McIlwain, 1910, après avoir cité ce passage, commente (p 55/56): It is one of the purposes of the brilliant article from which these quotations are taken to show that this idea of fundamental law, from which alone Magna Charta derived its immense importance, was the one formative idea in the English constitution whose development created the limited monarchy; that even Parliament itself, in its unintended devlopment from the King's Council into the representative lawmaking organ of the state, is significant largely because in time it became the guardian of this great idea. Thus it is not the circumstances surrounding its origin, but the "circumstances of the future" ; not its true interpretation, but the glosses made on it by after generations that have given Magna Charta its place.

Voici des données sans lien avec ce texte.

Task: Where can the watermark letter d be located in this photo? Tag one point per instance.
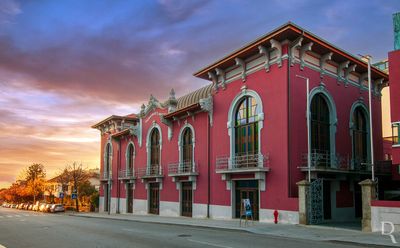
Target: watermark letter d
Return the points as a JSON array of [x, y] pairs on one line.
[[384, 223]]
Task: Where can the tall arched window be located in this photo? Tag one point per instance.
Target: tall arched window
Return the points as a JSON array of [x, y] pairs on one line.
[[246, 127], [107, 166], [360, 136], [320, 125], [187, 146], [154, 150], [130, 158]]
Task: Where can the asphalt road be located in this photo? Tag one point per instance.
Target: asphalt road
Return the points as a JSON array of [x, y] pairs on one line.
[[20, 229]]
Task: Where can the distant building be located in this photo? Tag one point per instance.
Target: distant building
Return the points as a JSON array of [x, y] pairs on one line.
[[244, 136]]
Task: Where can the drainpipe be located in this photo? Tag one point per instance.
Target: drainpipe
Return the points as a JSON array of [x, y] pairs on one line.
[[289, 132], [118, 182], [208, 167]]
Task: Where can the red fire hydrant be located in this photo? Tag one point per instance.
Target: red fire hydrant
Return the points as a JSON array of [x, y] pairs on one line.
[[276, 215]]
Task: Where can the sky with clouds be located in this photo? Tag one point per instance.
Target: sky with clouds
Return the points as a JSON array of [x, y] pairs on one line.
[[65, 65]]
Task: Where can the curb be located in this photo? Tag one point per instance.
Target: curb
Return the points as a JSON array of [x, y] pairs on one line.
[[239, 229]]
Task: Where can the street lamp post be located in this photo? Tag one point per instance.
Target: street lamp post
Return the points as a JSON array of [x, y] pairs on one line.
[[308, 126], [370, 118]]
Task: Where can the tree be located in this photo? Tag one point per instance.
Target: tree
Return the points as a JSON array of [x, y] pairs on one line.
[[78, 176], [35, 176], [64, 178]]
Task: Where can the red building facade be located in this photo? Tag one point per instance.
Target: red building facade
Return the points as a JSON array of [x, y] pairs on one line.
[[244, 136]]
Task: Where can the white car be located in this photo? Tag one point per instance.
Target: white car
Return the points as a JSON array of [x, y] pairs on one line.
[[57, 208]]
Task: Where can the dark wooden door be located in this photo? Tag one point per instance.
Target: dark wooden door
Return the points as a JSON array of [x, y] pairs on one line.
[[247, 190], [187, 199], [130, 198], [154, 198], [327, 200]]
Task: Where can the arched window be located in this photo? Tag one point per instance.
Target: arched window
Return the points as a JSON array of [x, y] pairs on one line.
[[187, 146], [320, 125], [130, 157], [107, 166], [154, 150], [360, 137], [246, 127]]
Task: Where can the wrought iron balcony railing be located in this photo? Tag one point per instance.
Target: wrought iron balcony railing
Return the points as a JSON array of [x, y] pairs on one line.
[[126, 174], [106, 175], [182, 168], [242, 162], [150, 171], [323, 160]]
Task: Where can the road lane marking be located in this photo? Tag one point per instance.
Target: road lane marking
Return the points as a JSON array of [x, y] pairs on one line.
[[207, 243]]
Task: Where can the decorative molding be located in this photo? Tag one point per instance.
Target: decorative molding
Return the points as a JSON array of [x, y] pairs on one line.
[[152, 105], [322, 62], [341, 67], [361, 79], [264, 51], [277, 45], [303, 50], [206, 104], [169, 124], [221, 73], [180, 143], [379, 85], [347, 72], [172, 102], [333, 121], [214, 79], [240, 62], [232, 115], [293, 46]]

[61] Le "droit à l'insurrection" pour défendre le commonwealth contre un roi tyrannique s'appuie sur la clause 61 de la magna carta qui met en place une "machinerie" coercitive which will take hold of abuses when the king refuses to reform them (Adams) qui, en dernière instance, légalise la révolte: If the king still refused redress the last resort was insurrection, which is declared legal, and defined as limited in character, and temporary only. Le roi étant suprême, aucun autre appel que la guerre n'est possible contre lui, mais seulement en cas de diffidatio lorsqu'il a renié son devoir féodal.

Ainsi, le recueil de coutumes connu sous le nom d' Etablissements de St Louis (1272/1273) formule comme une banalité le droit d'un sire à faire la guerre à son roi lorsque celui-ci lui vée (refuse) sa justice (Livre I, LIII. De semondre son home por aler guerroier contre le roi): Se li bers a son home lige et il li die: «venez vous en o moi, car je vueil guerroier encontre le roi mon seignor, qui m'a veé le jugemant de sa cort» li hom doit respondre en tel meniere à son seignor: «sire, je irai volentiers savoir au roi s'il est einsinc come vous le me dites». Adonc il doit venir au roi et li doit dire: «sire, mes sires m'a dit que vous li avez veé le jugement de votre court; por ce en sui je venuz à vos por savoir en la vérité; car mes sires m'a semons que je aille en guerre encontre vous». Et se li rois die: «je ne ferai ja à vostre seignor nul jugemant en ma cort», li hom s'en doit tantost retorner à son seignor; et li sires le doit porveoir de ses despens. Et se il ne s'an voloit aler o lui, il en perdroit son fié par droit. Et se li rois li avoit respondu: «je ferai droit volantiers à vostre seignor, en ma cort», li hom devroit venir à son seignor et dire: «sire, li rois m'a dit qu'il vous fera volentiers droit en sa cort» ; et se li sires dit: «je n'anterrai jamais en sa cort, mais venez-vous en o moi, si come je vous ai semons», adonques porroit bien li hom dire: «je n'i irai mie». Il n'en perdroit ja par droit nule riens de son fié (Viollet, Les établissements de Saint Louis, T2, p 75/77).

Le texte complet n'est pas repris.